Wednesday, April 13, 2016

Reread: The Heart Is a Lonely Hunter (by Carson McCullers)

I read this book over a decade ago and hated it. I thought the Jesus metaphor was ham-handed and I hated everyone in the book. But in the years since, I'd basically forgotten almost everything about it, and kept being reminded how much people loved and admired it. I figured it was at least worth a revisit. And so it was that it became the latest selection of my virtual book group, the League of Unreliable Narrators.

I'm happy to report I appreciated it much more the second time around! The Jesus metaphor stuff was fun to rediscover -- I realized it is not ham-handed, because of the way McCullers twists it. It's more of a critique of how humans project their own needs onto God and religion. (My reading this time: Singer is still Jesus, Antonapoulos is God, and faith is illusory but possibly valuable anyway.) Probably the best part is what McCullers dows with the resurrection/redemption coda -- in that there is no clear redemption or resurrection at all, for any of the characters. Neither is it hopeless. It just... is.

I cared far more about Mick and Dr. Copeland (and Portia) than any of the other characters.

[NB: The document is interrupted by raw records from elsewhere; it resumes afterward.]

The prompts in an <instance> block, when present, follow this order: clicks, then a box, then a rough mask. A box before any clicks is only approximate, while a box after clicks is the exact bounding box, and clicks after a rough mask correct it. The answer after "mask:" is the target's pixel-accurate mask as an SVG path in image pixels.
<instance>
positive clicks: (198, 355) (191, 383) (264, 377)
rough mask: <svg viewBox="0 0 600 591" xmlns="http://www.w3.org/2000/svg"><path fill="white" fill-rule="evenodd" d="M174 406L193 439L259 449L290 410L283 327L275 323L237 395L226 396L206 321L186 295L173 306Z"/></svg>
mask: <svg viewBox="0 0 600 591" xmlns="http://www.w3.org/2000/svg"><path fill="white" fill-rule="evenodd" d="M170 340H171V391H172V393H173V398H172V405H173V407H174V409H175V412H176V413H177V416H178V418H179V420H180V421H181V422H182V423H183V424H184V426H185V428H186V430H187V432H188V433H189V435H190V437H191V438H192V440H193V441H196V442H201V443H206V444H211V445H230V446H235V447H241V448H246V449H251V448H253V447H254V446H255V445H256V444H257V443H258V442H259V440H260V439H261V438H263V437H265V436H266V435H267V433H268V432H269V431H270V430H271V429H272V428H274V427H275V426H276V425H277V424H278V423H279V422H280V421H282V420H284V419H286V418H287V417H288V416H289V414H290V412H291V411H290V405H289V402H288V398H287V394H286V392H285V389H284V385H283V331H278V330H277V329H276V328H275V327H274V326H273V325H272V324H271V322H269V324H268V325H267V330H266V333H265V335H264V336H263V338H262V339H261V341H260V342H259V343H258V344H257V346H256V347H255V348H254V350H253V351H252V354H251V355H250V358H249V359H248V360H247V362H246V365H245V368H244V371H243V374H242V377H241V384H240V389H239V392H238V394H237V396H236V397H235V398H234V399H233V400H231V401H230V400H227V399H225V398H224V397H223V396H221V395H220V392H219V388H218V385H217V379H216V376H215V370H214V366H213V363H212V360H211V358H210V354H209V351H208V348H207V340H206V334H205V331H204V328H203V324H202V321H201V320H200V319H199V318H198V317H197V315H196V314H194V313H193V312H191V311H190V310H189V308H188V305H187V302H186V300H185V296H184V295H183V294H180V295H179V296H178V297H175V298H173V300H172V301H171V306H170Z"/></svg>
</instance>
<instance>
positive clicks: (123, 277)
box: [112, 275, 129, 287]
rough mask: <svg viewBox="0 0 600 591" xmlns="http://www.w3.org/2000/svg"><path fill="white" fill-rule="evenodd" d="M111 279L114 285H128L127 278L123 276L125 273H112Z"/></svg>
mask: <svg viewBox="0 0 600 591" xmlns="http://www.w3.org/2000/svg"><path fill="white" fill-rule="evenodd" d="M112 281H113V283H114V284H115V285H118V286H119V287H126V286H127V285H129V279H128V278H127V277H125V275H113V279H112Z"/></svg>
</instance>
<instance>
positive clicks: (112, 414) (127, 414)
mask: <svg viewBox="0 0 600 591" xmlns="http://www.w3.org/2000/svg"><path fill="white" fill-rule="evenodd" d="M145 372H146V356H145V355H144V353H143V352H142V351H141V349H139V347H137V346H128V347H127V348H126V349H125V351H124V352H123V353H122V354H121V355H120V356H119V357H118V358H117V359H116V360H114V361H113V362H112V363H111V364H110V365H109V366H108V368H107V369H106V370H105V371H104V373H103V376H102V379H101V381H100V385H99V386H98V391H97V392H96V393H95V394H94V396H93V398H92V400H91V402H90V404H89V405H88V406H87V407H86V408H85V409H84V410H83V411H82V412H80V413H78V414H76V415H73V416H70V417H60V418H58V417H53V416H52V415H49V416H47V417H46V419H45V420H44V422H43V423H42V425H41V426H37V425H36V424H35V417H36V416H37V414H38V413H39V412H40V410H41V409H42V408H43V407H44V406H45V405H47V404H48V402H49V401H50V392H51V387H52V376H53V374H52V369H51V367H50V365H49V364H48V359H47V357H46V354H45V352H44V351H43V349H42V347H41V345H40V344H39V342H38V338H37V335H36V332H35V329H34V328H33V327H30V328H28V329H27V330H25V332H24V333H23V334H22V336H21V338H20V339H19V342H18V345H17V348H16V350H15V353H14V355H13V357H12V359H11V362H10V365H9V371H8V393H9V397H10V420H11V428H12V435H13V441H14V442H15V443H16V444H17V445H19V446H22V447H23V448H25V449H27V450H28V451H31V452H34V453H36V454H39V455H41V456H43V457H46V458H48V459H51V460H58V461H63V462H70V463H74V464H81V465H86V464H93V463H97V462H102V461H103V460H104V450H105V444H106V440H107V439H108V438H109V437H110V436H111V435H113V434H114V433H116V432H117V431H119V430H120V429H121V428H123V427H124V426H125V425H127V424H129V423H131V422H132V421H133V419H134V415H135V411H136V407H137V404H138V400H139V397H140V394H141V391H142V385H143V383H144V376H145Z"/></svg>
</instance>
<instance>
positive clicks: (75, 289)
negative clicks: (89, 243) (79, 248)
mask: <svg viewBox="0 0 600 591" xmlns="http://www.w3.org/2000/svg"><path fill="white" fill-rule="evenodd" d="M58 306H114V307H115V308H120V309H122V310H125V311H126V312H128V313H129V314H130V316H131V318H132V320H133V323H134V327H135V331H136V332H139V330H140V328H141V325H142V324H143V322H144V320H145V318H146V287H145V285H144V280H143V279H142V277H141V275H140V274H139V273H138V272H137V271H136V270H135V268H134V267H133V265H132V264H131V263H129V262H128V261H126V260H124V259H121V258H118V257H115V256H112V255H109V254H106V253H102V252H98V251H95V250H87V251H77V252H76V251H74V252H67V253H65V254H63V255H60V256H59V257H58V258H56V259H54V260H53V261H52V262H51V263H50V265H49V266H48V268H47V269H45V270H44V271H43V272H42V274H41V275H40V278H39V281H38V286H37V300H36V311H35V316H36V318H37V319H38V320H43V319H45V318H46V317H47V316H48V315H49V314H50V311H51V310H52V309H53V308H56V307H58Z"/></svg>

I really didn't care about Blount at all, for example. (And I kind of wish there had been three "disciples" instead of four -- I needed a Trinity to really hammer home my interpretation. You are the worst, Blount.) (Yes, that was a Hamilton reference. I can't help it.) 

An interesting side note about McCullers: she was a raging alcoholic who drank from morning until night. Puts a little spin on the fact that all her characters seem to find solace in alcohol, doesn't it?

(As for the book group discussion, which was delightful as always -- Chris made a great comparison to The Old Man and the Sea, which I also hated. Now there is a ham-handed Jesus metaphor.)